In women’s doubles at the Australian Open on Tuesday, the sixth-seeded team of Gabriela Dabrowski and Xu Yifan of China were beaten 0-6, 6-1, 7-6(2) by second-seeded Russians Ekaterina Makarova and Elina Vesnina 0-6, 6-1, 7-6(2) in the quarter-finals.
But Dabrowski was successful in mixed doubles, advancing to the third round with partner Mate Pavic of Croatia.
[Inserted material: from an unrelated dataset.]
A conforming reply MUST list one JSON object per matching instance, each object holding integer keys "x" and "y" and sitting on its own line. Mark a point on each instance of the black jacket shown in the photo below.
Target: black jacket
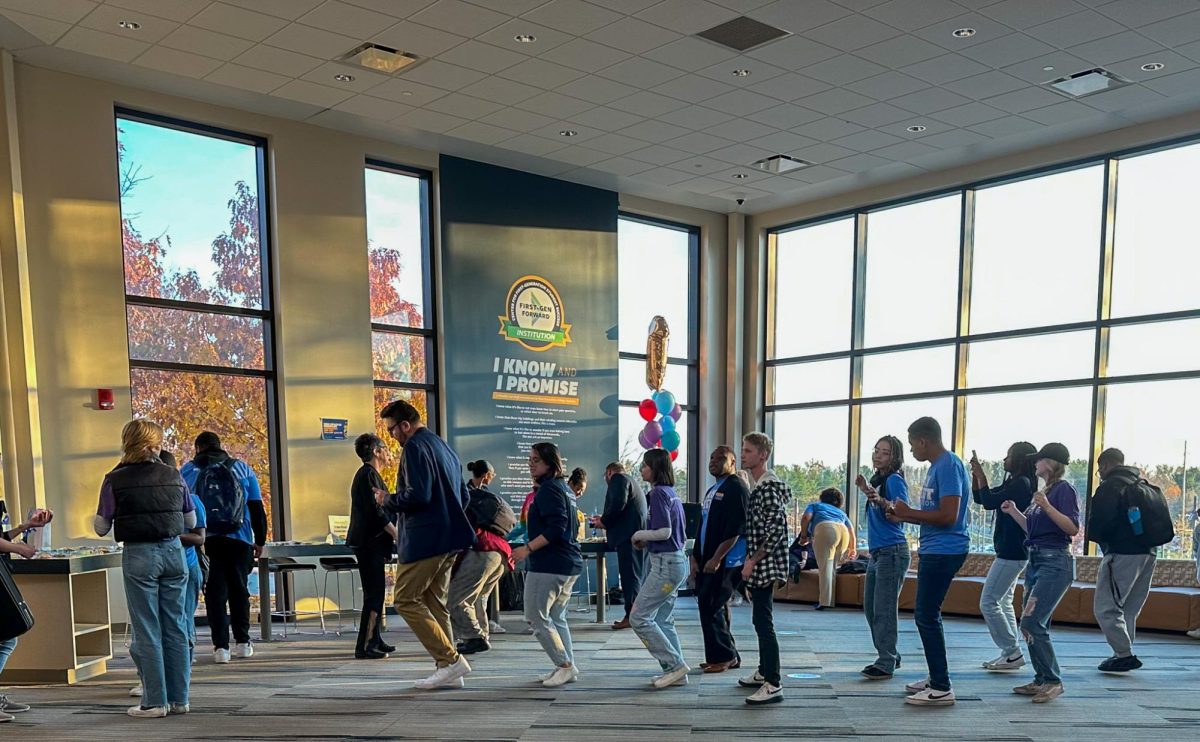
{"x": 624, "y": 509}
{"x": 1108, "y": 524}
Seeded no. 8, they defeated the Dutch pairing of Demi Schuurs and Jean-Julien Roger 6-1, 6-3. In the quarter-finals they take on Johanna Larsson of Sweden and Matwe Middelkoop of the Netherlands.
Denis Shapovalov will lead the Canadian team against Croatia in the 2018 Davis Cup World Group first round from Feb. 2-4. New Canadian captain Frank Dancevic announced his squad on Tuesday and it will be the no. 50 Shapovalov, no. 105 Vasek Pospisil, no. 139 Peter Polansky (above) and Daniel Nestor, who ranks no. 55 in doubles.
Croat captain Zeljko Krajan will pick four players from among no. 6 Marin Cilic, no. 46 Borna Coric, no. 179 Viktor Galovic, bo. 41 Franko Skugar and Ivan Dodig, ranked no. 5 in doubles.
The tie will be held in Osijek, Croatia, near the Hungarian border on an indoor red-clay court. We will have blogs direct from Croatia beginning Monday January 29th.
There’s an Australian jokester who wanted to scare some friends from England who were traveling to Australia. They had heard about the insects, snakes, spiders etc. that can be found in the antipodes. So this guy had a little fun – buying these oversized plastic insects and sticking them on a tree and sending a picture of them to his friends suggesting they would encounter creatures like these once they got to Australia.